Gleichzeitig wurden aber Bürger juristisch verfolgt, weil sie die in ihren Augen totalitären Tendenzen der Corona-Politik mit den Anfängen eines neuen Faschismus verglichen hatten. Ich finde beide Vergleiche nicht gut. Gleichzeitig finde ich, dass die Justiz vielleicht zurückhaltender auf den Vorwurf der Nazi-Relativierung reagieren könnte (kommt auf den Einzelfall an). Wiederum gleichzeitig ist aber das Messen mit zweierlei Maß bei den Corona-Kritikern einerseits und bei der SPD-Vorsitzenden andererseits völlig inakzeptabel.

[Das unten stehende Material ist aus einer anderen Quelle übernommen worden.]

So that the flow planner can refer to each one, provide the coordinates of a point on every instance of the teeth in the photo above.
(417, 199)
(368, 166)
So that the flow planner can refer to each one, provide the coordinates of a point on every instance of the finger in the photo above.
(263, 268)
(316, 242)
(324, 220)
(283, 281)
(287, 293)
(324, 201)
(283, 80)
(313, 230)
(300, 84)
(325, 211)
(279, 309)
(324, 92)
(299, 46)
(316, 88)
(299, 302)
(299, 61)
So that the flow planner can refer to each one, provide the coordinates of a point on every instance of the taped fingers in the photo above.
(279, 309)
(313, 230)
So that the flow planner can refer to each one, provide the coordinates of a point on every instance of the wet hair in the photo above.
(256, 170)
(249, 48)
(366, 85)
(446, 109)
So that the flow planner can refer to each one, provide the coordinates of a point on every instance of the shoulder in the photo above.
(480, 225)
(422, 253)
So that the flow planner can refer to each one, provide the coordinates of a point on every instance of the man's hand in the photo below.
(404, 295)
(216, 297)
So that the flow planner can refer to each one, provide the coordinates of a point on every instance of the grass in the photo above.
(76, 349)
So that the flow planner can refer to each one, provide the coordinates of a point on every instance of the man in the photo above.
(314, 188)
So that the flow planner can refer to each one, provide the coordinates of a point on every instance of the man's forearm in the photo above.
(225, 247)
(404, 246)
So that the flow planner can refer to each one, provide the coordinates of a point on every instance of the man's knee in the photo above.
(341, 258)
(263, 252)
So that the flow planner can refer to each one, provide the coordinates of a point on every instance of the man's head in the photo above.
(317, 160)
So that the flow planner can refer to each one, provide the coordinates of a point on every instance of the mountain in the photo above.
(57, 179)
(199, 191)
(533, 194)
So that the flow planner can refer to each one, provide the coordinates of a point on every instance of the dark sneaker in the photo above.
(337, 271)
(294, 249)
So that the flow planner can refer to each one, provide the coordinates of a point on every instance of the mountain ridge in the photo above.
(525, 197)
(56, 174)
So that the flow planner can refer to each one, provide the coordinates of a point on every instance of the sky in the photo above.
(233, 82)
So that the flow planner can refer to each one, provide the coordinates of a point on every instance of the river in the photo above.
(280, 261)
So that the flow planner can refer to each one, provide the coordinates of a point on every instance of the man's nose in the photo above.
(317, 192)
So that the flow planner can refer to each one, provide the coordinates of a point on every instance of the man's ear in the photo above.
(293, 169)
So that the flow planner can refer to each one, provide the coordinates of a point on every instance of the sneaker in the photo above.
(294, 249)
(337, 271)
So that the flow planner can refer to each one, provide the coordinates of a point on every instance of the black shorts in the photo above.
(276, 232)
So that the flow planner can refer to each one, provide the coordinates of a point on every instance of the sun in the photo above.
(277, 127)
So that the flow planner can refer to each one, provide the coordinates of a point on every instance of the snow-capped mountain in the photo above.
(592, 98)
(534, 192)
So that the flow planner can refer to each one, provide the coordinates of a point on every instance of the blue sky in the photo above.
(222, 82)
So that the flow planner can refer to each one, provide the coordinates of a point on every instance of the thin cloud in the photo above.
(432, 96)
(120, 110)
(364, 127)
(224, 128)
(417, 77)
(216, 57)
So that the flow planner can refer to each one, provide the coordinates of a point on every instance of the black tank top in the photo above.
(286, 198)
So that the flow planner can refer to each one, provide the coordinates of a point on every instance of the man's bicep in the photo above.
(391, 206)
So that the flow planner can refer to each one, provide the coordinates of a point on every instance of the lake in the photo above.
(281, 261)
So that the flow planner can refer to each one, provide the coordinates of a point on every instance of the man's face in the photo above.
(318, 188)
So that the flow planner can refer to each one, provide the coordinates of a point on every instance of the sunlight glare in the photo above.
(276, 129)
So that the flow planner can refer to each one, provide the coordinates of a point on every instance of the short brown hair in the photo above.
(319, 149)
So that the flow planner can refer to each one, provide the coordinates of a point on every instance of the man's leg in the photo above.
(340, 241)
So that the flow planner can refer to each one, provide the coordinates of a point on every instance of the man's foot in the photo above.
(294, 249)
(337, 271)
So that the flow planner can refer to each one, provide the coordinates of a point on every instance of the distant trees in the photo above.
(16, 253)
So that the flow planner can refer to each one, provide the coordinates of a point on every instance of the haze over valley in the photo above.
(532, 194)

Es ist immer wieder zu betonen: „Hasssprache von oben“ richtet meiner Meinung nach viel mehr Schaden an als radikale Bürgerkommentare im Internet oder rüpelhaftes Bürgerverhalten bei Demos. Ich lehne im Sinne einer sachlichen Debatte zwar beides ab, aber Politiker und Journalisten großer Medien haben eine erheblich größere Verpflichtung, zu einem zurückhaltenden Diskurs beizutragen.